You may need to seed a service, either for development purposes or to setup some form of initial state. You should not directly seed the data store that the service uses - e.g. with rake db:seed - but rather use one of these two approaches.
- direct usage of the service's API to create domain entities
- ingesting a series of events from RouteMaster and then querying other services, as required.
This ensures that the service's API is properly tested and that its data is correct, per the constraints of that API.
Before you start writing a service, it is important to establish the remit the service is going to be responsible for. Before any code is written it is recommended that you write a README for the project:
- outline the specific use cases for the service
- detail which domain concepts the service is the authority for
- specify the business function the service is responsible for
- detail the API the service implements. More detail can documented via Apiary as the API becomes more fully defined.
- A list of the events that the service responds to and/or emits.
- A picture paints a thousand words, draw an architecture diagram to communicate better how the service works.
EXAMPLE: The property search service is a good example of the level of detail required.
This README should form the basis for a discussion as to whether the service is actually required or the uses cases could be dealt with by other services.

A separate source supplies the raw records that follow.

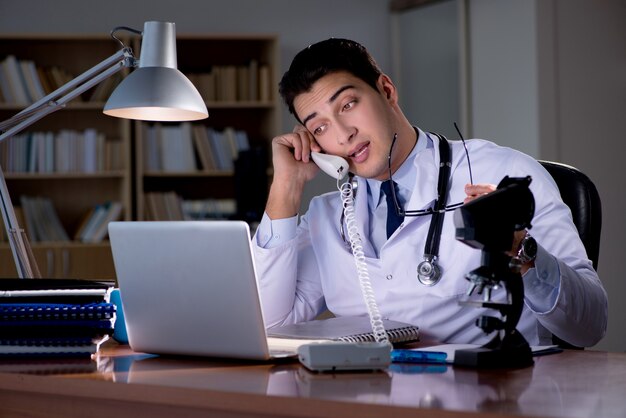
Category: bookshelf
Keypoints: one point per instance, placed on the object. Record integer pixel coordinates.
(76, 158)
(237, 77)
(236, 74)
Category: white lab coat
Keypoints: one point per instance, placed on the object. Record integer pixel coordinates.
(300, 278)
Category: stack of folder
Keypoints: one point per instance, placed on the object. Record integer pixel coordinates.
(54, 317)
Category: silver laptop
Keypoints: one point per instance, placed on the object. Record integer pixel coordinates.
(189, 288)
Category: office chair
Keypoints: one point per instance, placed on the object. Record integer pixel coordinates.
(581, 196)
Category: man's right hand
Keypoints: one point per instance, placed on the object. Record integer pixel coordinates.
(292, 169)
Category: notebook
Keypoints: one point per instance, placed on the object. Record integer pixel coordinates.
(189, 288)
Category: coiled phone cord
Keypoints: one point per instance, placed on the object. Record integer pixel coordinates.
(347, 199)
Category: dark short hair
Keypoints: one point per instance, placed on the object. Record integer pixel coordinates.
(323, 58)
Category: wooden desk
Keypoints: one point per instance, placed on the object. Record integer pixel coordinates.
(124, 384)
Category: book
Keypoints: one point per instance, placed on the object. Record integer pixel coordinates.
(54, 291)
(59, 348)
(345, 328)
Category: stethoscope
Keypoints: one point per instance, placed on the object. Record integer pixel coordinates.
(428, 271)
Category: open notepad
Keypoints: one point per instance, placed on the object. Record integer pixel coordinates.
(350, 329)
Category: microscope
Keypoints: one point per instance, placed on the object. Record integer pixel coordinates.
(489, 223)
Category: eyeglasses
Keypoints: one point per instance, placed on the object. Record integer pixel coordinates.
(442, 193)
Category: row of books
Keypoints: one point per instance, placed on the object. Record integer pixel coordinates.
(54, 318)
(234, 83)
(186, 148)
(168, 206)
(87, 151)
(94, 226)
(39, 219)
(22, 82)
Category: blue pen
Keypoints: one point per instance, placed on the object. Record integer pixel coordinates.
(416, 356)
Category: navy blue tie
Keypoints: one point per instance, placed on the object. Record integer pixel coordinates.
(393, 219)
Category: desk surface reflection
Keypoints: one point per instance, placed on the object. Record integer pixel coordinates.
(569, 384)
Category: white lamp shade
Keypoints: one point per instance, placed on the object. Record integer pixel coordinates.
(156, 94)
(156, 90)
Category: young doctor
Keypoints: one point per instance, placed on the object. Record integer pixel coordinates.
(346, 106)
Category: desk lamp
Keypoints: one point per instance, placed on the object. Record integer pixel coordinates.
(155, 91)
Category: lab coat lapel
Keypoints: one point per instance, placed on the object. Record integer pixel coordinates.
(425, 189)
(362, 215)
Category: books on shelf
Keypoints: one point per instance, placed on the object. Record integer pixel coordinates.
(188, 148)
(345, 328)
(66, 151)
(54, 317)
(168, 206)
(94, 226)
(234, 83)
(41, 221)
(163, 206)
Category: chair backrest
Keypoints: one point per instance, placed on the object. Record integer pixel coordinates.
(580, 194)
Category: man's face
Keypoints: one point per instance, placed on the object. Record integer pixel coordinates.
(350, 119)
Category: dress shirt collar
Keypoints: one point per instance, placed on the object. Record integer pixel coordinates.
(405, 176)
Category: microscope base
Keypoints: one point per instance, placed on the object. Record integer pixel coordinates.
(493, 358)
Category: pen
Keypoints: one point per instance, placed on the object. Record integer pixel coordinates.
(416, 356)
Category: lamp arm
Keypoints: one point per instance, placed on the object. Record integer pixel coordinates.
(60, 97)
(22, 254)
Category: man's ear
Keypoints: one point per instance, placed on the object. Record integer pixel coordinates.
(387, 88)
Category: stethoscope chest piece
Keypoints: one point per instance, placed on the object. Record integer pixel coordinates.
(428, 272)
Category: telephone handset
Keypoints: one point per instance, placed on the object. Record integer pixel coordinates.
(337, 168)
(333, 165)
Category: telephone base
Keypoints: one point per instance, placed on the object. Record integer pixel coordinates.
(339, 356)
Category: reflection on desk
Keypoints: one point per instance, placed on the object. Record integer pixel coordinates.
(570, 384)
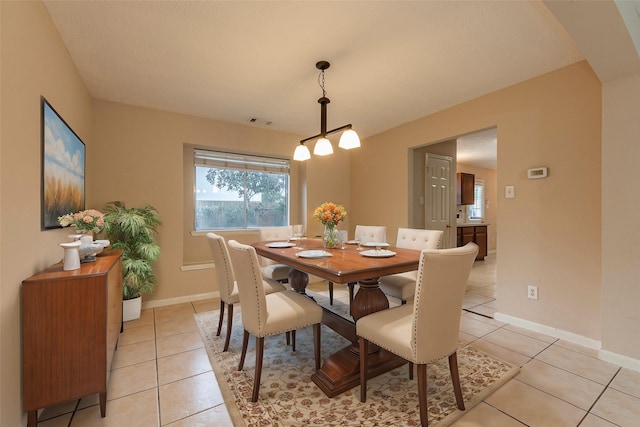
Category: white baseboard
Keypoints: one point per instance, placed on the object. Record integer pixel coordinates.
(549, 330)
(189, 298)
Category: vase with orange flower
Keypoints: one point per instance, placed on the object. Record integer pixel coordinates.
(330, 214)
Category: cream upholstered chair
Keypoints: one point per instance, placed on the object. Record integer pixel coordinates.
(365, 233)
(428, 329)
(229, 294)
(371, 233)
(270, 269)
(403, 285)
(265, 315)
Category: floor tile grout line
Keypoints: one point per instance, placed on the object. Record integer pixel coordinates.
(155, 340)
(501, 411)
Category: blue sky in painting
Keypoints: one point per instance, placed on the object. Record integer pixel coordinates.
(63, 150)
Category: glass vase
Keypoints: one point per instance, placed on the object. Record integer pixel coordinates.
(331, 237)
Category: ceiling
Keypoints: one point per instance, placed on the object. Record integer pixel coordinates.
(391, 61)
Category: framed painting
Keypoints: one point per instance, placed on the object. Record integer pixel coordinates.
(63, 168)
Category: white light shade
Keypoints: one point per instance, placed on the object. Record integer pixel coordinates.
(302, 153)
(349, 140)
(323, 147)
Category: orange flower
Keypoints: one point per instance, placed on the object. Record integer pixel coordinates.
(330, 213)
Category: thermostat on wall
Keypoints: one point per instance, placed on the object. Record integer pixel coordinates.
(536, 173)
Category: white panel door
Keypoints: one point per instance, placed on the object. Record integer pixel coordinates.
(437, 189)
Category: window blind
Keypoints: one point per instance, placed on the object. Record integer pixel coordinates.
(220, 159)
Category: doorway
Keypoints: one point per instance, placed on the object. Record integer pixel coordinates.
(438, 196)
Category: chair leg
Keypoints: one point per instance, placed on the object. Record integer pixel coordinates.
(316, 344)
(364, 351)
(422, 393)
(229, 324)
(258, 374)
(243, 353)
(222, 304)
(330, 293)
(455, 378)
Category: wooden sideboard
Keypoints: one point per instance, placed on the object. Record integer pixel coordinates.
(71, 321)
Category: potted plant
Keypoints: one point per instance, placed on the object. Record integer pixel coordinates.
(133, 231)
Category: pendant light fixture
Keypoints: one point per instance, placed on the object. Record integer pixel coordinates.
(348, 140)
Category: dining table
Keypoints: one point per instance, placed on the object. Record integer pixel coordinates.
(347, 264)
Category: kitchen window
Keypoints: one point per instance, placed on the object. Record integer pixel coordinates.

Only when it is determined that this service is a unique snowflake should you commence building it.
Imagine a tightly-coupled feature currently living in a monolithic application, which you'd like to extract into a service.
For instance, a search engine: that is, for a holiday rental website, a function that conceptually maps
search := (properties, availability, pricing, parameters) -> (properties, prices)
The following series of steps is the (strongly) recommended way to perform the extraction.
- Define the domain concepts, and who has authority on them (here, the monolithic application would retain authority on properties, availaiblity, and pricing).
- Define the API of the service (as a RESTful HTTP API).
- Define a client interface, with a Ruby API that closely matches the service's API (this can be done before implementing the service).
- Implement the client interface in terms of the original implementation of the feature (thus making it a facade)
- Change all existing use cases of the feature to use the client.
- Implement the service.
- Modify the client to use the service instead of the original implementation.
- Remove the original implementation.
The key idea here is to implement a client facade. In our experience, for any significant feature, any other approach is highly likely to fail or take significantly more resource overall.
Step 6 (service implementation) can be started in parallel just after step 2 (API), although it may be prudent to consider the API might suffer iteration while working on the facade.
Step 7 (service client) can likewise be started earlier, although prudence is advised for similar reasons.